Julian Ward

Personal information
- Full name: Julian Daniel Ward
- Date of birth: 17 June 1981 (age 45)
- Place of birth: Liverpool, England
- Position: Midfielder

Team information
- Current team: Liverpool (sporting director)

Youth career
- Morecambe

Senior career*
- Years: Team / Apps / (Gls)
- 1997–2002: Morecambe
- 2002–2003: Hyde United
- 2003–2005: Kidsgrove Athletic
- 2005–2007: Larne / 57 / (2)
- 2007–2008: Lisburn Distillery / 28 / (3)

= Julian Ward =

English footballer (born 1981)

Julian Ward (born 17 June 1981) is an English football executive and former footballer who is the current sporting director of Premier League club Liverpool.

==Early life==
Ward was born on 17 June 1981 in Liverpool, England, but grew up in Cumbria, England. Ward eventually returned to Liverpool to study sports science at Liverpool John Moores University.

==Playing career==
As a youth player, Ward joined the academy of current EFL League Two side Morecambe, where he started his senior playing career. In 2002, he signed for English side Hyde United. One year later, he signed for English side Kidsgrove Athletic. In 2005, Ward moved to Belfast and signed for Northern Irish Premier League side Larne Football Club managed by Kenny Shiels. Ward spent two seasons with Larne Football Club before signing for Paul Kirk’s Northern Irish Premier League side Lisburn Distillery in 2007.

==Managerial career==
In July 2008 Ward left Northern Ireland to become part of Carlos Queiroz’s technical team, when he was appointed Head of Technical Scouting for the Portugal national football team. During his time with the Portugal national football team, he lived in Lisbon and learnt Portuguese. After the 2010 FIFA World Cup Finals in South Africa, Carlos Queiroz was replaced by Paulo Bento and Ward returned to England, accepting a position within the scouting department of English Premier League side Manchester City.

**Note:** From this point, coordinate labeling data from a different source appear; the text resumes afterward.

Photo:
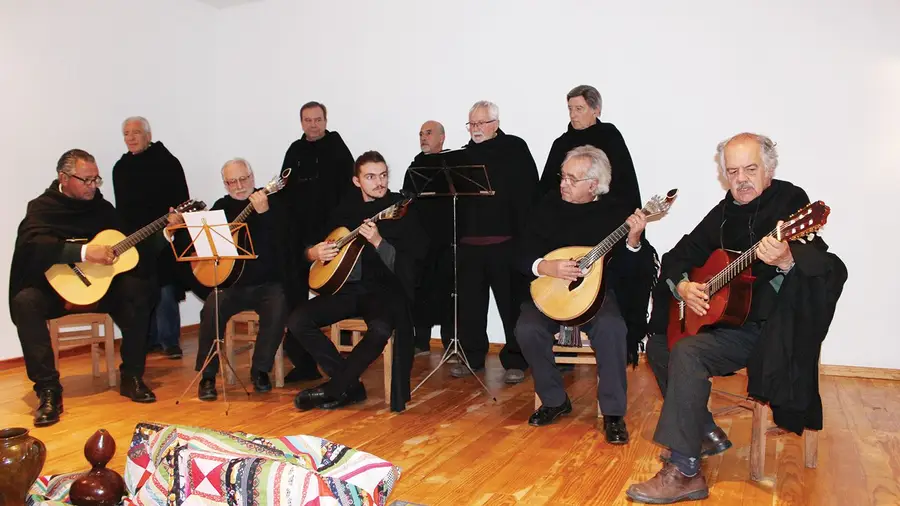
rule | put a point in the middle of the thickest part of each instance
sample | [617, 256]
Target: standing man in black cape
[433, 302]
[795, 293]
[487, 226]
[68, 213]
[379, 289]
[150, 164]
[321, 171]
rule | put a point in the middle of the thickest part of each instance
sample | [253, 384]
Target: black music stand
[188, 255]
[452, 181]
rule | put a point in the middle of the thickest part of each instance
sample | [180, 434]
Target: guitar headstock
[277, 183]
[660, 205]
[191, 205]
[804, 222]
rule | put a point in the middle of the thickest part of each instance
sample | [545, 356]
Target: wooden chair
[357, 326]
[68, 332]
[584, 355]
[760, 430]
[232, 337]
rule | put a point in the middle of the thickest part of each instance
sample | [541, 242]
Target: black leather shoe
[310, 398]
[136, 390]
[49, 408]
[297, 375]
[616, 431]
[714, 443]
[353, 395]
[207, 390]
[546, 415]
[260, 381]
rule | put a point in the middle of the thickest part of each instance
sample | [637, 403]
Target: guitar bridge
[78, 272]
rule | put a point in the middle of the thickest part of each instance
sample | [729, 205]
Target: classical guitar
[729, 281]
[230, 269]
[576, 302]
[329, 277]
[84, 283]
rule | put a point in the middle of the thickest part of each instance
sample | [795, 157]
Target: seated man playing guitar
[253, 284]
[378, 288]
[792, 283]
[71, 211]
[580, 215]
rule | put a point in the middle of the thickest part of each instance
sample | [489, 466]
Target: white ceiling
[221, 4]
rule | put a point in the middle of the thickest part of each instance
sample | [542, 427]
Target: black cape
[137, 206]
[605, 136]
[557, 223]
[513, 177]
[410, 242]
[50, 220]
[321, 175]
[783, 367]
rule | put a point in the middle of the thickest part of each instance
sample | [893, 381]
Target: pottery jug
[21, 460]
[100, 486]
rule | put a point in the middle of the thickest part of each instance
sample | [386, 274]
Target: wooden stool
[251, 319]
[62, 336]
[584, 355]
[357, 326]
[760, 429]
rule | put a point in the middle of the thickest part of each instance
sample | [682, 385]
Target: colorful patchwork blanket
[187, 466]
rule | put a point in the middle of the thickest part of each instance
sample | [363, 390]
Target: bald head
[431, 137]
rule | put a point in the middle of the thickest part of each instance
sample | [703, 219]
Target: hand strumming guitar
[325, 251]
[99, 254]
[694, 296]
[370, 231]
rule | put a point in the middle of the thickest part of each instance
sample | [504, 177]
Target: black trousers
[380, 310]
[607, 333]
[129, 302]
[683, 377]
[434, 301]
[269, 303]
[483, 269]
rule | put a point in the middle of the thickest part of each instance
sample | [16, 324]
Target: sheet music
[218, 229]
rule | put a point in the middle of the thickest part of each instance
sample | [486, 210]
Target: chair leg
[388, 369]
[229, 352]
[95, 350]
[109, 337]
[758, 441]
[810, 448]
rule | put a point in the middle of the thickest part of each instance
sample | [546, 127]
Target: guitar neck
[130, 241]
[736, 267]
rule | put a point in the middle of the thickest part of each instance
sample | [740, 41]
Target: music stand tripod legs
[216, 350]
[454, 348]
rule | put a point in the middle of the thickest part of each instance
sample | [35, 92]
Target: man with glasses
[580, 214]
[321, 169]
[378, 289]
[147, 160]
[70, 212]
[487, 227]
[259, 288]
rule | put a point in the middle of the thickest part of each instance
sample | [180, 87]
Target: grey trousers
[607, 333]
[683, 377]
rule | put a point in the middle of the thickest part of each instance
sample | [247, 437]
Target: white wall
[819, 78]
[70, 72]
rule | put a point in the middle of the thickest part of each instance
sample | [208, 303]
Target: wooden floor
[458, 447]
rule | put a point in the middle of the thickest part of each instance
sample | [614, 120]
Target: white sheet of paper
[218, 229]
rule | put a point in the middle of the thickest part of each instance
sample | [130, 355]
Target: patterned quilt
[186, 466]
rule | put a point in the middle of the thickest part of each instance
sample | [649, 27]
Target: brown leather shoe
[669, 486]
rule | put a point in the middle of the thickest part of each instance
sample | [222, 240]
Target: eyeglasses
[97, 181]
[571, 180]
[234, 182]
[478, 124]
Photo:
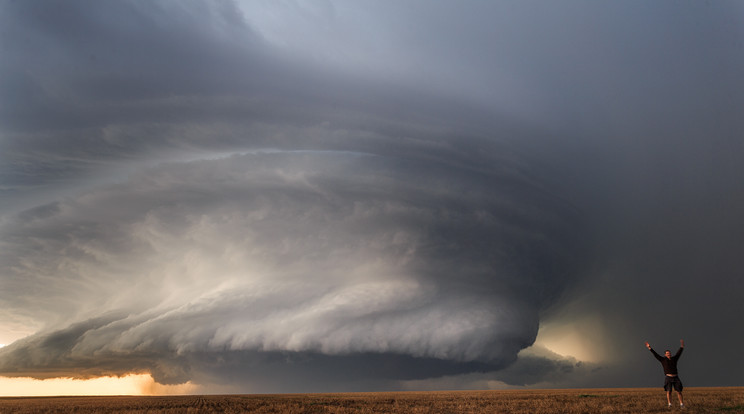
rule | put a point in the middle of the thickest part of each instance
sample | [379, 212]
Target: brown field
[640, 400]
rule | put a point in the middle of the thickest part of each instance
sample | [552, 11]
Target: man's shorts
[672, 382]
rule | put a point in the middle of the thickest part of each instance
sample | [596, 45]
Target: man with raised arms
[669, 362]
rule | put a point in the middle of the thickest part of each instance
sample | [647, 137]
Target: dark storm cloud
[428, 266]
[466, 152]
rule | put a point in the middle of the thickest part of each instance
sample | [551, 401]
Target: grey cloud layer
[428, 153]
[303, 252]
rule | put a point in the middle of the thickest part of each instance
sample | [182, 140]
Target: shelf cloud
[295, 196]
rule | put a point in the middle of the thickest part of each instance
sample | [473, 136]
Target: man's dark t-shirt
[669, 364]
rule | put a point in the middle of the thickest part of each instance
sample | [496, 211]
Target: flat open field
[641, 400]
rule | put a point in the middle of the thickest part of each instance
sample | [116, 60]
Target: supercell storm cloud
[310, 252]
[322, 196]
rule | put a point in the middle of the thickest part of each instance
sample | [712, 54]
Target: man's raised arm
[657, 356]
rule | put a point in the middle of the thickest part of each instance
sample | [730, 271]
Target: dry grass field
[698, 400]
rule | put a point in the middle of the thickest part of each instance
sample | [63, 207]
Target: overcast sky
[293, 196]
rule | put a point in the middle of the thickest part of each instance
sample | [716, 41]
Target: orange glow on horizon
[139, 384]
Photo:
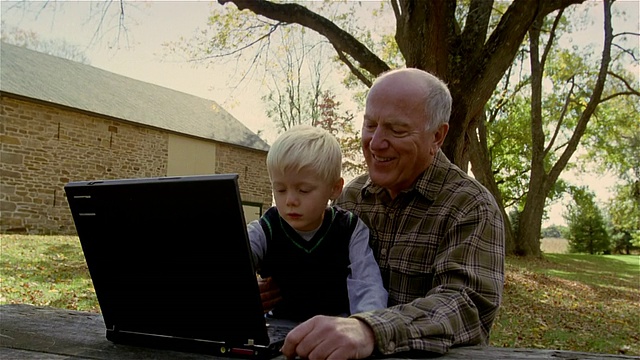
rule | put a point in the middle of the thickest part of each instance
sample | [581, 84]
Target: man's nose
[292, 199]
[379, 139]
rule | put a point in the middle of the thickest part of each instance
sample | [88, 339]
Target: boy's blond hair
[306, 147]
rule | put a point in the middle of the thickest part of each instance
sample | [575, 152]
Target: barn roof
[64, 82]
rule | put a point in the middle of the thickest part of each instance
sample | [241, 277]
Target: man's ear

In September 2012, following Manchester City’s first Premier League title, Ward left the Champions to take the role of European scouting manager and later loan player manager for English Premier League side Liverpool Football Club. By 2020, after establishing the club's loan player department, he was promoted to assistant sporting director, working alongside Michael Edwards for two seasons. Upon promotion to Liverpool FC's sporting director in 2022, Ward led on the signings of a number of players, including Colombian international Luis Díaz, Uruguayan forward Darwin Núñez, Dutch winger Cody Gakpo and Argentina’s 2022 FIFA World Cup winner Alexis Mac Allister.

Ward was heavily linked with Sporting Director roles at Ajax and Manchester United but returned to Liverpool Football Club in May 2024 as technical director for its owners Fenway Sports Group.

After Richard Hughes resigned from his role as Sporting Director at Liverpool, Ward was promoted from his previous role as Technical Director.